Here's the instruction set for checking a circuit; start at page IN-26.
 

Attachments

  • How to troubleshoot ECU controlled systems (IN-15 to IN-31).pdf
    371.6 KB · Views: 36
No I do not have a spark but I do have a volt ohm meter. I will read through the attachment and start trouble shooting. Thanks for the response.
 
As I said, the procedure is:
1. Check for bad connectors; if good then,
2. Check for bad components; if good then,
3. Replace ECU.

This is extremely oversimplifying the procedure, but there it is, in a nutshell. IF you already have an understanding of how to trace faults using a meter, you won't get much insight from the instructions. The ECU troubleshooting section you have is the bible on the ignitor circuit.

Although the FSM says your ECU is bad if everything else is good, it probably isn't. It's usually something else, which the FSM procedure assumes is OK. Like the battery, fusible links, main ECU fuse, etc.

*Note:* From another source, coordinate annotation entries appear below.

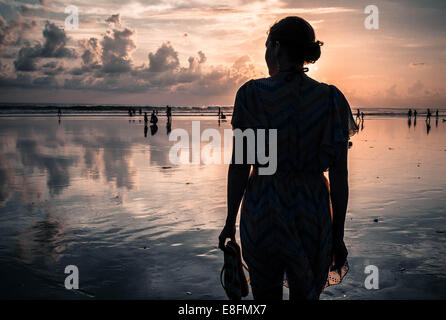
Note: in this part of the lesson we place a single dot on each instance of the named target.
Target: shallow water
(95, 193)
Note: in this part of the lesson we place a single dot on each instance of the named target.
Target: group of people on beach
(428, 113)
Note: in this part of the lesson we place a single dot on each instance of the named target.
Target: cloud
(114, 19)
(54, 46)
(165, 59)
(12, 32)
(415, 88)
(117, 47)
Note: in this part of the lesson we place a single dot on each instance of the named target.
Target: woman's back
(304, 112)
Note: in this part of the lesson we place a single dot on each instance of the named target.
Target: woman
(286, 226)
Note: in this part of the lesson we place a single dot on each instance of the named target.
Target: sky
(199, 52)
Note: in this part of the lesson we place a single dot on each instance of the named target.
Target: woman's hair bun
(312, 52)
(297, 37)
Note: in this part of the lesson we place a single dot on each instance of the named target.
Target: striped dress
(285, 223)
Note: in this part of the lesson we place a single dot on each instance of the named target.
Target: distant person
(153, 118)
(168, 112)
(168, 127)
(285, 223)
(153, 129)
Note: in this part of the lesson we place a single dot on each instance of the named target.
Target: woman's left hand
(227, 232)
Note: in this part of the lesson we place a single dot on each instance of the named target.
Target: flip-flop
(232, 276)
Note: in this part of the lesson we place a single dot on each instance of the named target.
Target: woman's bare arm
(237, 180)
(338, 175)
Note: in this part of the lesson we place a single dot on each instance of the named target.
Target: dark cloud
(54, 46)
(117, 47)
(114, 19)
(165, 59)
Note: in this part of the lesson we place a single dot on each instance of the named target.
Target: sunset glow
(197, 53)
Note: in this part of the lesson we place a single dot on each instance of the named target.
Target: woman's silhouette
(286, 226)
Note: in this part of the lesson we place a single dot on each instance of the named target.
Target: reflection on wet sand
(100, 193)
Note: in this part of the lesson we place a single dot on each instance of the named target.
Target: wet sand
(96, 193)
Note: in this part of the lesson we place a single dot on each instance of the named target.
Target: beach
(95, 192)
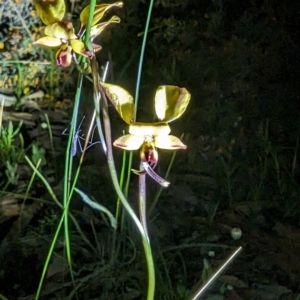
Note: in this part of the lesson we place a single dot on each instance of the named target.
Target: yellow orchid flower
(170, 104)
(60, 34)
(50, 11)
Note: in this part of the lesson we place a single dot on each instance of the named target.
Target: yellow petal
(61, 30)
(97, 29)
(100, 10)
(129, 142)
(48, 42)
(168, 142)
(50, 11)
(64, 56)
(158, 128)
(121, 100)
(171, 102)
(79, 47)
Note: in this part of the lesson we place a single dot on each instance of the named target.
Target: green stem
(113, 172)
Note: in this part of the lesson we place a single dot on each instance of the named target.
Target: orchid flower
(170, 103)
(61, 34)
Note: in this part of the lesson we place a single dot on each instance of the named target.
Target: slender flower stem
(113, 172)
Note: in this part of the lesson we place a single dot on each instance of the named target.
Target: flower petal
(49, 41)
(158, 128)
(100, 10)
(64, 56)
(121, 100)
(155, 176)
(79, 47)
(129, 142)
(171, 102)
(61, 30)
(96, 47)
(97, 29)
(50, 11)
(168, 142)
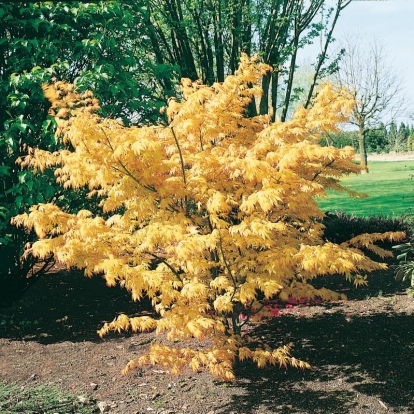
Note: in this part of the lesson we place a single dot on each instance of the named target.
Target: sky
(392, 23)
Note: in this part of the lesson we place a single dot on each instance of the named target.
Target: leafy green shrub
(42, 42)
(42, 399)
(405, 267)
(340, 227)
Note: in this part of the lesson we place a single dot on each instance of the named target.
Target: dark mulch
(362, 351)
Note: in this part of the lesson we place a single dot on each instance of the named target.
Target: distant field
(389, 185)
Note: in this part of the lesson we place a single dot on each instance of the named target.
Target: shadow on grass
(370, 356)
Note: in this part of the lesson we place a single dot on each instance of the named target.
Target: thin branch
(175, 273)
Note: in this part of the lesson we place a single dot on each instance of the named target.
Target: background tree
(203, 39)
(375, 86)
(208, 216)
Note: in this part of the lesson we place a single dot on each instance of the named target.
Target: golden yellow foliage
(205, 216)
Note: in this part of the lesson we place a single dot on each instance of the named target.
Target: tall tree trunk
(362, 148)
(264, 100)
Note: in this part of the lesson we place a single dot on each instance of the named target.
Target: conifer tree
(208, 216)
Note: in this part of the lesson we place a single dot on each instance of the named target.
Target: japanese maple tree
(208, 215)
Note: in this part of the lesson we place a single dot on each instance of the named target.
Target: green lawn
(389, 186)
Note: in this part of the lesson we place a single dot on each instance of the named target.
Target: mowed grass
(389, 185)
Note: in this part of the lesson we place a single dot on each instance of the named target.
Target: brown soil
(362, 351)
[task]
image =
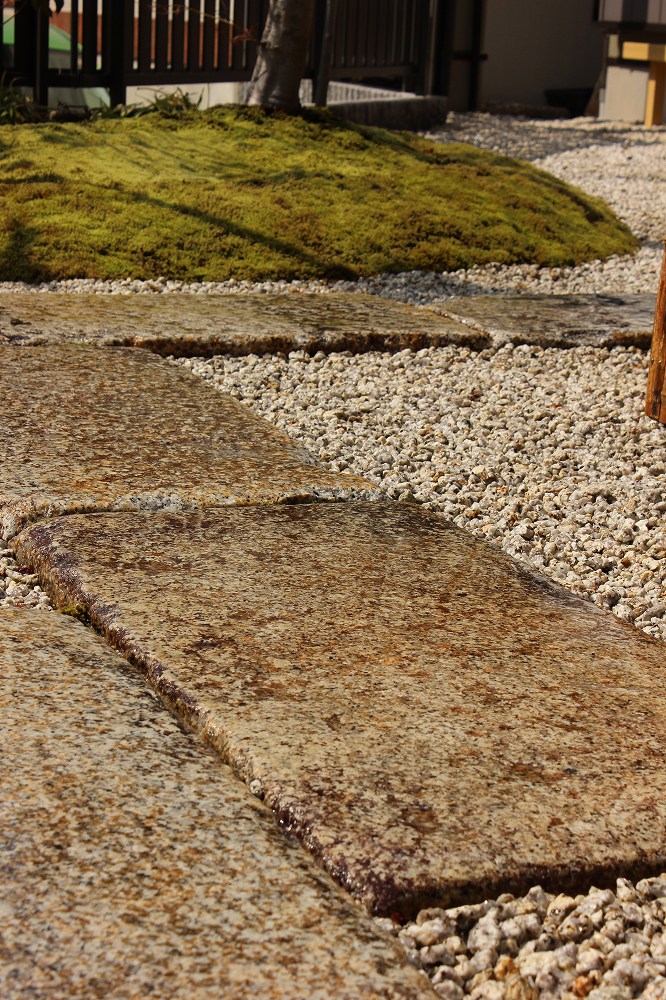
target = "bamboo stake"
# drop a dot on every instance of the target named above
(655, 400)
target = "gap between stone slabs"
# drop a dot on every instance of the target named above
(435, 723)
(188, 325)
(205, 325)
(558, 320)
(134, 863)
(89, 429)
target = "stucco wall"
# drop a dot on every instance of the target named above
(537, 45)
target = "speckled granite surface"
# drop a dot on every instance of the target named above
(134, 864)
(85, 429)
(432, 721)
(228, 324)
(559, 320)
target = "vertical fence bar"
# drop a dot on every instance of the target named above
(24, 35)
(121, 49)
(89, 36)
(41, 86)
(178, 36)
(74, 37)
(224, 35)
(193, 34)
(145, 35)
(162, 36)
(209, 26)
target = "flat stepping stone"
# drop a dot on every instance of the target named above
(435, 723)
(204, 325)
(90, 430)
(558, 320)
(134, 863)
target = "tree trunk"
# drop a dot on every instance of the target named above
(283, 54)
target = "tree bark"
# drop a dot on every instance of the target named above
(282, 56)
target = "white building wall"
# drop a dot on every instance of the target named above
(538, 45)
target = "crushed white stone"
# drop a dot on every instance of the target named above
(604, 945)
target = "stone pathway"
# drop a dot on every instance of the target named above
(135, 864)
(432, 722)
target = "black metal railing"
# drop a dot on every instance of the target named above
(115, 44)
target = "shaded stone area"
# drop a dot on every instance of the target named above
(558, 320)
(134, 863)
(82, 429)
(192, 325)
(433, 722)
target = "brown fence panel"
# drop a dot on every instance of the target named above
(191, 41)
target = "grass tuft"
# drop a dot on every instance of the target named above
(239, 193)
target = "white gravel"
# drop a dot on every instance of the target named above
(545, 453)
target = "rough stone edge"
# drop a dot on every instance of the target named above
(14, 521)
(326, 342)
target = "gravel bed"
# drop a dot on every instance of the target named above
(545, 453)
(604, 945)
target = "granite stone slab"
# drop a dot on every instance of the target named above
(558, 320)
(85, 429)
(434, 723)
(204, 325)
(133, 863)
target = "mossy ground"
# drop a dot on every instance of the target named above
(237, 193)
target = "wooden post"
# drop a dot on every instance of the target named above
(41, 79)
(655, 401)
(323, 68)
(654, 102)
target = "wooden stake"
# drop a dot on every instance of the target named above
(654, 101)
(655, 400)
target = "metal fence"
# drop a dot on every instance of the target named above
(115, 44)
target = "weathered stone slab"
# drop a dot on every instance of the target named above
(203, 325)
(83, 429)
(133, 863)
(435, 723)
(558, 320)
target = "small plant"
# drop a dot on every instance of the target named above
(170, 105)
(15, 106)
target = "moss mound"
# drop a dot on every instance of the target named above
(235, 192)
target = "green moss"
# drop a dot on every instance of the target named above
(235, 192)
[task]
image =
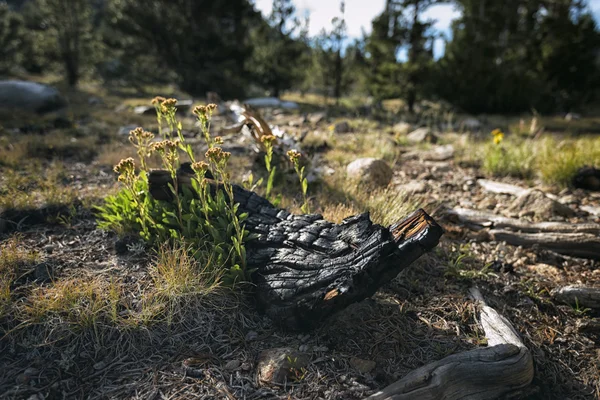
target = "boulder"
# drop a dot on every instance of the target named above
(370, 171)
(536, 204)
(422, 135)
(277, 366)
(29, 96)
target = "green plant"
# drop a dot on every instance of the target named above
(208, 221)
(294, 156)
(580, 311)
(267, 141)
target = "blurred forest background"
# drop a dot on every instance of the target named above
(502, 57)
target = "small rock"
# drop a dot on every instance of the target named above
(370, 171)
(29, 96)
(401, 128)
(232, 365)
(303, 348)
(246, 366)
(275, 366)
(535, 203)
(44, 272)
(440, 153)
(471, 124)
(422, 135)
(413, 187)
(363, 366)
(342, 127)
(315, 118)
(587, 178)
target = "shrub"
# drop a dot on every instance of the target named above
(206, 220)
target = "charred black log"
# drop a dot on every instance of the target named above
(307, 268)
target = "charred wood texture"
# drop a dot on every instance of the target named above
(307, 268)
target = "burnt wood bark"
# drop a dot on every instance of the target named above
(307, 268)
(504, 367)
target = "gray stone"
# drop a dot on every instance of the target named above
(342, 127)
(44, 272)
(422, 135)
(370, 171)
(439, 153)
(29, 96)
(471, 124)
(315, 118)
(276, 366)
(540, 207)
(413, 187)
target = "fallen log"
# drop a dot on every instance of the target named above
(578, 240)
(307, 268)
(584, 245)
(477, 220)
(502, 368)
(581, 296)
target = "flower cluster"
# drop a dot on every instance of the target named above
(165, 146)
(294, 156)
(268, 139)
(126, 170)
(498, 136)
(217, 155)
(138, 134)
(200, 167)
(204, 111)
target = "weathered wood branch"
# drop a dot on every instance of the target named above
(585, 297)
(579, 240)
(476, 220)
(583, 245)
(307, 268)
(505, 366)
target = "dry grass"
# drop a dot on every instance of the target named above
(551, 159)
(14, 257)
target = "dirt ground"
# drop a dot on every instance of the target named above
(211, 352)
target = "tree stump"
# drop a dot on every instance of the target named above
(306, 268)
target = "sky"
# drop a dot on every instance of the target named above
(359, 14)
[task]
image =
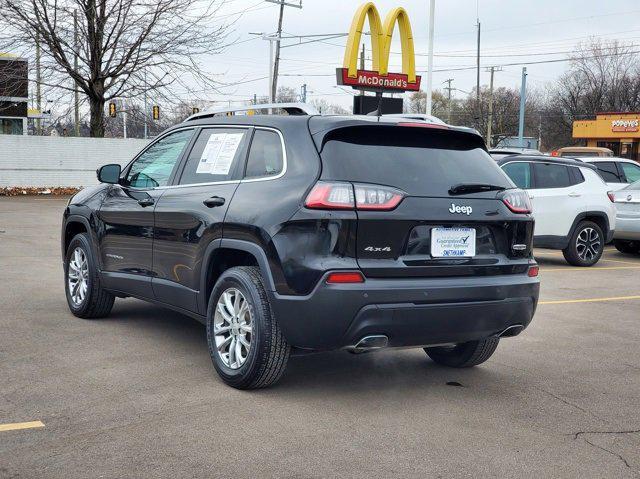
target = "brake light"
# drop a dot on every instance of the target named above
(424, 125)
(331, 196)
(337, 195)
(343, 277)
(517, 201)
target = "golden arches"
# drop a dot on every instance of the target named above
(381, 41)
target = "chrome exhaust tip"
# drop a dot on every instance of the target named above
(370, 343)
(511, 331)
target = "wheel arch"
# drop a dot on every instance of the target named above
(224, 254)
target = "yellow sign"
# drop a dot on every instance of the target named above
(381, 47)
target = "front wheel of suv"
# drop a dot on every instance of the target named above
(464, 355)
(585, 246)
(628, 247)
(85, 296)
(245, 342)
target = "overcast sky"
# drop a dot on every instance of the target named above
(512, 31)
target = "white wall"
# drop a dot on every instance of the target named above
(60, 161)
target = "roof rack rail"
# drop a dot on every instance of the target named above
(290, 108)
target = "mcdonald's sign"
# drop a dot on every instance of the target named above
(379, 78)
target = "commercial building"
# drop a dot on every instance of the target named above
(618, 131)
(14, 95)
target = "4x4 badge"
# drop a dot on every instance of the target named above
(464, 210)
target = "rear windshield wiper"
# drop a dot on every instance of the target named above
(463, 188)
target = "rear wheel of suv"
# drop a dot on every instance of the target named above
(628, 247)
(464, 355)
(245, 342)
(585, 246)
(85, 296)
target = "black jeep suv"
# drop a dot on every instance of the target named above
(286, 234)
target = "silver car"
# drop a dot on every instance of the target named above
(627, 235)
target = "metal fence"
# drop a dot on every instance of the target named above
(45, 161)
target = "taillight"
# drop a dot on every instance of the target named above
(338, 195)
(331, 196)
(517, 201)
(342, 277)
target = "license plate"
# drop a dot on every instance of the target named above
(453, 242)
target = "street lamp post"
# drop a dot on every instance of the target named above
(432, 9)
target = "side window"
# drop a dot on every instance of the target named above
(520, 173)
(266, 155)
(551, 176)
(215, 156)
(576, 175)
(608, 171)
(153, 167)
(631, 171)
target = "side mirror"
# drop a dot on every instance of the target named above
(109, 174)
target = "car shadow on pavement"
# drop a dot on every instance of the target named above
(337, 372)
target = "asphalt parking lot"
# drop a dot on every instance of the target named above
(135, 395)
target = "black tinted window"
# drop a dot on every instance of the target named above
(520, 173)
(215, 156)
(265, 155)
(609, 171)
(552, 176)
(153, 167)
(418, 160)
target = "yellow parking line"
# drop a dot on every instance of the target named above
(590, 300)
(588, 269)
(20, 425)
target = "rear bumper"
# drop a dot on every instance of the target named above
(410, 312)
(627, 228)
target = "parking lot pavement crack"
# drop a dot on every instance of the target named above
(578, 434)
(569, 403)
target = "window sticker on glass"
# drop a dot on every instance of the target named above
(219, 152)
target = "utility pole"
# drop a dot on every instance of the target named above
(362, 64)
(146, 107)
(478, 75)
(492, 70)
(449, 88)
(432, 9)
(76, 95)
(276, 61)
(38, 91)
(523, 93)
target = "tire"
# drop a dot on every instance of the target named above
(627, 247)
(88, 300)
(265, 360)
(464, 355)
(586, 245)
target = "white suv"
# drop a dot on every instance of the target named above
(572, 206)
(616, 172)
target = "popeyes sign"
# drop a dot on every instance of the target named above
(624, 125)
(379, 78)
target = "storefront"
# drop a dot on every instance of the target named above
(618, 131)
(14, 93)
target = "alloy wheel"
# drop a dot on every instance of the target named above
(232, 328)
(588, 244)
(78, 276)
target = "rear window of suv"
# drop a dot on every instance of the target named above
(420, 161)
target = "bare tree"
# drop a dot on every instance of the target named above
(603, 76)
(117, 48)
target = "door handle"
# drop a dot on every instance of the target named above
(213, 202)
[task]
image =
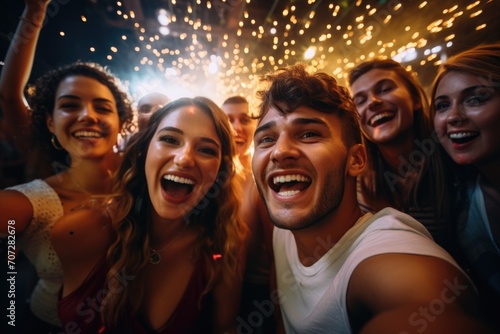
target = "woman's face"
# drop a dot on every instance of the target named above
(85, 118)
(385, 106)
(182, 162)
(467, 117)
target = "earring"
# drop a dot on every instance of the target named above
(53, 141)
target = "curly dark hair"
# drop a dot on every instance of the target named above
(41, 100)
(292, 87)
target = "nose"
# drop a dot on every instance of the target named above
(184, 157)
(456, 115)
(285, 149)
(236, 126)
(88, 113)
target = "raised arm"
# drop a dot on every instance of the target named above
(395, 293)
(17, 70)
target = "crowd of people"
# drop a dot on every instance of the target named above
(371, 208)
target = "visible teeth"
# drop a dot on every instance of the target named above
(87, 134)
(461, 135)
(379, 116)
(178, 179)
(288, 193)
(290, 178)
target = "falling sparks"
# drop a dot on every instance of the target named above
(229, 54)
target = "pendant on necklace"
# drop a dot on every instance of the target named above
(154, 258)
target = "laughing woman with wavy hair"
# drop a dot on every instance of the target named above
(171, 260)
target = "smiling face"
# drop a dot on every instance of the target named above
(182, 162)
(299, 165)
(243, 125)
(385, 106)
(147, 105)
(467, 118)
(85, 118)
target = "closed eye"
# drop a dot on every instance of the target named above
(441, 106)
(209, 151)
(169, 140)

Even if your ECU has a fault, it can be repaired. The problem is usually leaking capacitor(s) on the board. It/they can be replaced.
 
That was easier than I would have thought. Started with the kick panel and inspected connections. Everything looked good doesn't appear that I am getting any moisture that has corroded anything. Attempt to start.... Nope! Remove and inspect ignition control module. Again, look great. Replace and attempt to start... FML! Coil wire and and two wire connector next to coil wire... Attempt three... Fires right over and runs normal. Wiggle two wire connector on top of coil and the engine stumbles and falls flat like a fat guy running down hill. CEL 1300 with no start. Manipulate the two prongs on the coil and the ones in the plug with a screwdriver so the connector does not have as much play and it is back to the races. Guess I need to replace the connector if I can find one. Seems to be much tighter and giving it the wiggle test does nothing now so I will drive and see what happens. If all else fails I have a 1980 240D (I wanted something slower than a Landcruiser) that will get me back and forth to work until I can do some more checking but seems to be running normal for now. Thanks again for all the help. I am really not that good with electrical so I tend to panic and get worked up before even checking the most minor of things.
 
If the connector is bad, or terminals inside need to be reaplced, that's any easy fix. The connector housing number is embossed on the rear of the housing. It'll be a 5-digit number. you need to add 90980 to the front of the number. That's the complete Toyota part number.
 
If the connector is bad, or terminals inside need to be reaplced, that's any easy fix. The connector housing number is embossed on the rear of the housing. It'll be a 5-digit number. you need to add 90980 to the front of the number. That's the complete Toyota part number.
I will have to look for that and see if I can get a new one. Looks to be in good shape but was pretty loose before I "restored" it with a screwdriver and some gentle pressure. Would give me a bit more piece of mind to just replace it though. Thanks again for all the replies. You certainly did help if simply by getting me to focus. I was a paramedic for 30 years so focus was one or two major problems for 20 to 30 minutes. DONE! Next. Not endlessly tracing wires for hours on end that I, in reality know nothing about. So thanks again and I am doing my best to learn.
 
The first two steps in solving any electrical problem are:
1. Check to see if there's power, and
2. Check to see if it's plugged in.

You'd be surprised at how many electrical problems can be solved without getting past step 2.